MSRB files one minute reporting window amendments with SEC

The Municipal Securities Rulemaking Board has filed its amendments to Rule G-14 on customer transaction reporting with the Securities and Exchange Commission, moving to bring the current 15-minute window for reporting trades to the MSRB down to one minute with exceptions for manual trades and smaller firms with limited municipal trading activity.

The proposal now awaits approval by the Commission but it has had a bumpy road. From the start it has faced significant backlash as many have argued that the proposal would have a largely negative impact on smaller firms, that the MSRB has not provided strong enough rationale for this change, and that the efficacy of such a change is unclear, among others.

Mark Kim, President and CEO of MSRB
"With this rule filing, the MSRB achieved a milestone on the way to improving the transparency of the municipal securities market," said MSRB chief executive officer Mark Kim. "We look forward to working with the SEC to finalize this rulemaking. I also want to acknowledge FINRA, with whom we worked closely to harmonize our respective rule proposals to provide clarity and consistency in trade reporting across fixed income markets."

"With this rule filing, the MSRB achieved a milestone on the way to improving the transparency of the municipal securities market," said MSRB chief executive officer Mark Kim. "We look forward to working with the SEC to finalize this rulemaking. I also want to acknowledge FINRA, with whom we worked closely to harmonize our respective rule proposals to provide clarity and consistency in trade reporting across fixed income markets."

After the board requested comment in August 2022, the MSRB "engaged in additional analysis and extensive engagement with market stakeholders to understand why certain types of voice brokered, block and other trade types might not currently be readily reportable within one minute, as well as to understand potential resource or other barriers to meeting a new one-minute timeframe that might exist for some firms, including smaller, less active firms," the MSRB said.

"We have considered this feedback and recognize the critical roles that all types of firms and differing manners of trading play in the municipal securities market," said Ernesto Lanza, chief regulatory and policy officer at the MSRB. "The proposal filed today represents a carefully crafted modernization of the trade reporting paradigm that we believe will result in substantial improvements in making more contemporaneous prices available to investors and other market participants. It also will ensure firms with limited trading volumes can continue to participate in this market and many legitimate uses of manual trades are not unnecessarily impeded."

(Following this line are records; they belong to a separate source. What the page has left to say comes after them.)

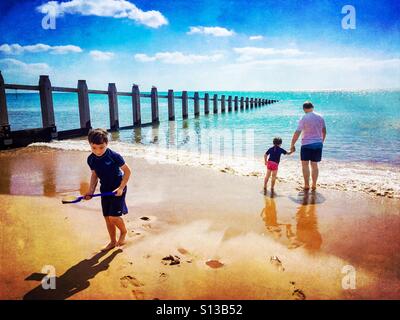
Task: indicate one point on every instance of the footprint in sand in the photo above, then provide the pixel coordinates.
(215, 264)
(274, 260)
(171, 260)
(134, 284)
(297, 294)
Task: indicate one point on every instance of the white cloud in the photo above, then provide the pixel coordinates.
(177, 57)
(16, 48)
(17, 66)
(254, 53)
(105, 8)
(214, 31)
(101, 55)
(256, 37)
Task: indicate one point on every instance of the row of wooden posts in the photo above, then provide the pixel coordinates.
(10, 138)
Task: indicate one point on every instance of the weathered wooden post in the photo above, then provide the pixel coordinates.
(154, 106)
(206, 103)
(171, 105)
(215, 103)
(113, 106)
(136, 110)
(196, 104)
(184, 105)
(46, 105)
(229, 103)
(4, 124)
(83, 103)
(223, 103)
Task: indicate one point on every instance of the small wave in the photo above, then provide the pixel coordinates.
(377, 179)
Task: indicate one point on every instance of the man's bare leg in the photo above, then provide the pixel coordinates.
(266, 180)
(120, 224)
(306, 174)
(314, 174)
(111, 232)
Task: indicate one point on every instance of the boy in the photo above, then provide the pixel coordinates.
(106, 165)
(272, 158)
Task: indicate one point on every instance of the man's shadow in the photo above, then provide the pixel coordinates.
(306, 233)
(74, 280)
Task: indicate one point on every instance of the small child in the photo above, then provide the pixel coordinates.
(106, 165)
(272, 158)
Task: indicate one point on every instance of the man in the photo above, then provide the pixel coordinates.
(312, 125)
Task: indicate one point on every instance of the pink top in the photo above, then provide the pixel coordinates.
(311, 125)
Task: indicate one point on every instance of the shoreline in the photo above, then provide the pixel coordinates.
(375, 179)
(197, 215)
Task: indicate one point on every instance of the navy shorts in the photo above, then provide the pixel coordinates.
(312, 152)
(114, 206)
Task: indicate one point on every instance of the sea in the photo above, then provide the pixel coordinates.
(361, 152)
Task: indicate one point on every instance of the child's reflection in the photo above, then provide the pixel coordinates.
(306, 232)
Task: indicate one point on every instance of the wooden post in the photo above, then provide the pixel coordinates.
(113, 106)
(83, 103)
(196, 104)
(206, 103)
(229, 103)
(171, 105)
(223, 103)
(154, 106)
(136, 110)
(4, 124)
(215, 103)
(46, 105)
(184, 105)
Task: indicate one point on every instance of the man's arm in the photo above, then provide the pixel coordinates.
(127, 173)
(296, 136)
(323, 134)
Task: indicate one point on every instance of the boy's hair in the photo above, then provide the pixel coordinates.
(98, 136)
(277, 141)
(308, 105)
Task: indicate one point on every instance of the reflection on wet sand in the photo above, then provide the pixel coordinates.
(306, 232)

Those exemptions for de minimis market activity and for manually executed trades were noted by Kim at the end of last year.

The MSRB will also move to a T+1 settlement cycle this year, as the compliance date for those rule amendments to Rules G-12 on uniform practice and G-15 on confirmation, clearance and settlement practices is May 28.

The board is also expected to launch a new proposal on pre-trade reporting, the third and final pillar of its multi-year look at time of trade, post-trade and pre-trade reporting.